The story is the make or break aspect for people who’ve seen High Tension, and though I loved it I can understand why many don’t. The ending pulls a surprise twist from seemingly nowhere and we’re left in the last fifteen minutes to register a whole new dynamic between our villain and two final girls. The surprise, which I won’t spoil though I’m sure most of you know of it, does come a little abruptly and can leave the viewer confused for a moment, but by the end of the movie you either understand it and a) find that you still enjoyed the story, or b) feel conned by it. Personally, I didn’t have a problem with it. The human mind is capable of all sorts of craziness so even though the surprise felt a little fake and left open some plot holes, I couldn’t discount it altogether. (Tip: Don’t view the movie as an open story. View it as a story being told by an unreliable narrator.)
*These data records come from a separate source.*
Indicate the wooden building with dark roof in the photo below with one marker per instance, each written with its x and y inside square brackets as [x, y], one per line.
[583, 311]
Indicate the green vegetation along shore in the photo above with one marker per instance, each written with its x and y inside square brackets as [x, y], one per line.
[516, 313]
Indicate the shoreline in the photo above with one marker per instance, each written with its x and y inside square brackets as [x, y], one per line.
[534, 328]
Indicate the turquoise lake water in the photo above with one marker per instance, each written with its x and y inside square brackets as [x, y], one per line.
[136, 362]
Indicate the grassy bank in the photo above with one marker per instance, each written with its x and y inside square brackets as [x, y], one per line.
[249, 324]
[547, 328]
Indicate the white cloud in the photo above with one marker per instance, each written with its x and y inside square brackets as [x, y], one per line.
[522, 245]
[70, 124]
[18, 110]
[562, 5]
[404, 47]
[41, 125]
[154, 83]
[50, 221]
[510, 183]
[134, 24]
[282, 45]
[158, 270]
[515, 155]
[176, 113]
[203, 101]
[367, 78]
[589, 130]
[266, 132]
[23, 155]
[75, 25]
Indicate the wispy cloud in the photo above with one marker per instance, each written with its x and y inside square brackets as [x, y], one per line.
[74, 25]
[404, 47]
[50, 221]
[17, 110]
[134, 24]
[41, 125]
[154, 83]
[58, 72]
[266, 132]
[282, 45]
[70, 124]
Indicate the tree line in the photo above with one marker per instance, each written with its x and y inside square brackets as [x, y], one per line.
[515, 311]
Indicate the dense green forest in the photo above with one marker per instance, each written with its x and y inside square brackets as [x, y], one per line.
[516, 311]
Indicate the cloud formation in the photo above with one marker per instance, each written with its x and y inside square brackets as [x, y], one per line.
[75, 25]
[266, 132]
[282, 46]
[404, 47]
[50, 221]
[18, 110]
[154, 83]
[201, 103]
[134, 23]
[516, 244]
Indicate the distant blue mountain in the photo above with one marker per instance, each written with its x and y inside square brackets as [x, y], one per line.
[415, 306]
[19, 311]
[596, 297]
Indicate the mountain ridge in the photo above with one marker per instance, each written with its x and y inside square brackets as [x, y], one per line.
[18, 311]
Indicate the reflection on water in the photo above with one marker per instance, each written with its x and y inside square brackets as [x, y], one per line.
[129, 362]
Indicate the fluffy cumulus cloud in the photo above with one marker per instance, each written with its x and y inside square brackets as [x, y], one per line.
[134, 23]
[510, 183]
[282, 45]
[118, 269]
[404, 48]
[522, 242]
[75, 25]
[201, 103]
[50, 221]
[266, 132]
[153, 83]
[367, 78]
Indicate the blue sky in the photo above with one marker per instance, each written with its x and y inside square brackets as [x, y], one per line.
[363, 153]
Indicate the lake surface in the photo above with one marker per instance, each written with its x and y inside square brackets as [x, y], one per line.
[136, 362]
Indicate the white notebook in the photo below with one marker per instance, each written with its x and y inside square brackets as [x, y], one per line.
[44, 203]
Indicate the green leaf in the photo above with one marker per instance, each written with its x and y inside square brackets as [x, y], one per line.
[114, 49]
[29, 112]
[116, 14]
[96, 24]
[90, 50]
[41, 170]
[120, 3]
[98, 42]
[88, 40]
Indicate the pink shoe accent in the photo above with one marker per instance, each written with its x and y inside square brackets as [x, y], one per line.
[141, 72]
Spoilers somewhat to follow: The reason I didn’t mind the ending so much is because it was tacked on to Marie who, as you know from earlier, isn’t a very emotional or vocal person. In fact, despite being a young woman in college, she doesn’t even seem to be “out” yet as a lesbian; not even to her best friend Alex. Imagining just how much Marie hides inside of herself, combined with whatever past traumas she’s probably endured… it’s no wonder she became what she became.
As for how Marie’s lesbian preferences are portrayed in the film, I was very surprised by how casual and natural it was done. The gay character here wasn’t written gay for the sake of useless purpose, or in some gimmicky attempt to be different. There are no steamy lesbian love scenes or gratuitous fantasies. It’s simply a horror film unafraid to involve a character’s sexuality without resorting to cheap lesbian cliches to drive the story forward (or backward).
Overall, I consider High Tension to not only be a great slasher, a great foreign horror film, and a great atmospheric thriller, but also a prime example of everything a modern gay horror film should be.